Mowdicum

Finally the scaffolding came off the house this morning. We have a new roof. The entire neighborhood now has a new roof. The onigiri hail of September 19 was a true hyperlocal disaster.

The roofing and re-waterproofing of the balconies and replacement of the rain gutters and so on coincided with the lawn waking up for the spring. With the scaffolding away I could finally tend to it.

Plants that are not the korai shiba grass I planted in 2017 have carved out Luxembourgs and Crimeas in the lawn. I laid down the korai shiba right after purchasing it on Rakuten and taking delivery from Oita prefecture. It came in many cardboard boxes. I knew that many people recommend laying down a plastic layer first. But I must finish a job right away or never. Plastic was foregone. I frantically ripped out the eyesore knee-high weeds and laid the sod over an okay layer of topsoil I had dumped and spread.

So now other plants spring up in the lawn. Especially the ones that wake up for spring earlier than korai shiba. Sometimes I dream of ripping it out and starting again. I’m saved by a wise laziness.

The initial adulteration of my pure korai Shiba lawn hurt a bit. I knew it was inevitable with the amount of work I was willing to put in. But I mourned.

I have reached acceptance. One thing is that people here are impressed with any semblance of a lawn. Any praise makes the effort feel sufficient, so effort ends there. In the pastime of lawns, I’m like the dude who grew up in São Paulo and now plays rec soccer with dads in Utah—my rudimentary skills, gained from the most basic experience of existing in a lawn-mad society, absolutely shine in the current environs. I do mean pastime. In deflecting praise I tell passersby that lawns are the true American 国技 / kokugi / national pastime, and mine would be sad indeed in many neighborhoods of my native valley.

But yeah: Japanese home lawns aren’t thick Kentucky bluegrass, chemically fertilized, weedkilled, embedded with automated sprinkler systems. Sundry species are bound to invade. It’s fine. Throw bees a bone.

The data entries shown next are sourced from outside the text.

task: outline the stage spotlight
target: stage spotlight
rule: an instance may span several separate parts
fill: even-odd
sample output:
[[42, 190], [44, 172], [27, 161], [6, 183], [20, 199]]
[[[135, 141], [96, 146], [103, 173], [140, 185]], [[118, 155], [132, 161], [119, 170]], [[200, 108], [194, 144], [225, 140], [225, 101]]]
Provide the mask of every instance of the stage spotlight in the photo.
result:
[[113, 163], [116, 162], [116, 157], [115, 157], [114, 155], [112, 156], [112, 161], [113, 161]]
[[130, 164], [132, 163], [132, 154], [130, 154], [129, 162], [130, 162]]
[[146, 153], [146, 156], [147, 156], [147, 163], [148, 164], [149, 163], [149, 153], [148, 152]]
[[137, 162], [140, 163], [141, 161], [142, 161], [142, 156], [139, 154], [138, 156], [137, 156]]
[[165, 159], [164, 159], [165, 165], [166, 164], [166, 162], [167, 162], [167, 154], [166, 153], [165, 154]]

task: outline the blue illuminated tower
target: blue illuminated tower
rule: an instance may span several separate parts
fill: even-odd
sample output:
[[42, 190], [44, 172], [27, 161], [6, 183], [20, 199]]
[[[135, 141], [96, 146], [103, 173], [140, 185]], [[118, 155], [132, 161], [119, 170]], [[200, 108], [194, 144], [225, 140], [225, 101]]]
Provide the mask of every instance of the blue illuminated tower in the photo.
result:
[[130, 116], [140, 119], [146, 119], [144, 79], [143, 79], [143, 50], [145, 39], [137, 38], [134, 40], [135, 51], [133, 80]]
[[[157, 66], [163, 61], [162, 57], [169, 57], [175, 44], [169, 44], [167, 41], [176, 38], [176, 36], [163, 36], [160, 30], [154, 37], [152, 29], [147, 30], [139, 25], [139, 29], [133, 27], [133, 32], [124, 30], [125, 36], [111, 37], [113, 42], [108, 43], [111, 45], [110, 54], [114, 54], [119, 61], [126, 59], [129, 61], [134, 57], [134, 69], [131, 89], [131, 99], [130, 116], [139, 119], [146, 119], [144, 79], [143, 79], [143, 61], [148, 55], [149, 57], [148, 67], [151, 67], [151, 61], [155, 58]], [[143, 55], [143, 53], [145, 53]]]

In my part of Japan, the key to a passing lawn is simply to trim its edges and mow it to a uniform height. Out of principle I might pull up the plant that has the audacity to grow a thick stem and/or root despite the 10mm haircut I give it. Otherwise, any plant who can abide that cutting is welcome to stay.

I might water if the summer fails to provide precipitation for several days. Rain is usually plenty in this salubrious clime. All these differences and the Lilliputian surface area of my property cast away any guilt I might feel from hearing US-based antilawn arguments.

I have found the equilibrium in which minimum labor yields maximum happiness derived from the lawn: One hour to trim all the edges and then mow the surface, every two weeks from May to November. My electric cord-tethered, toyish mower would get me deported from the United States. The trimmer is solid, if also electric.

Lawn care is a meditation. Listen to a book, cause the body to perform the rote motions of trim and mow. Things transform from shaggy to sleek. Pay out and re-wrap trimmer cord. Two or three times, yank out the plug and have to replace it. Hunch over to walk the white and orange toy mower back and forth. Hit every surface at least twice. Empty the grass-catcher. Stop to manually pull the most brazen invaders. Try not to mow the cord.

Interactions ensue: Neighbors walk by and say, “Looks nice.” We chat a moment. I hold an AirPod in my gloved fingers. We get shy. Back to work. Sweat.

It’s done pretty fast. I spray errant trimmings into a small pile at the end of my stretch of the street curb. I sweep the pile up. I give the lawn a spray to make it sparkle. My wife says “Looks nice” as she comes home from the store.

I take a shower. I return outside with a camp chair and a book for a sit. I admire what I have wrought. The sun sets. I go inside.

Later I turn on the porch light and go out again to furtively admire the even way the light falls on the lawn. (It must have broke my lawn’s little heart, when Derek used to say, it looked better in the dark.) If someone happens by I retreat. I walk barefoot across it a time or two.

It is but a mowdicum of a lawn. But what a joy.

Tomorrow morning I’ll run and come back to catch my breath and admire it again. Birds will dig it for worms and leave tiny dirt mounds.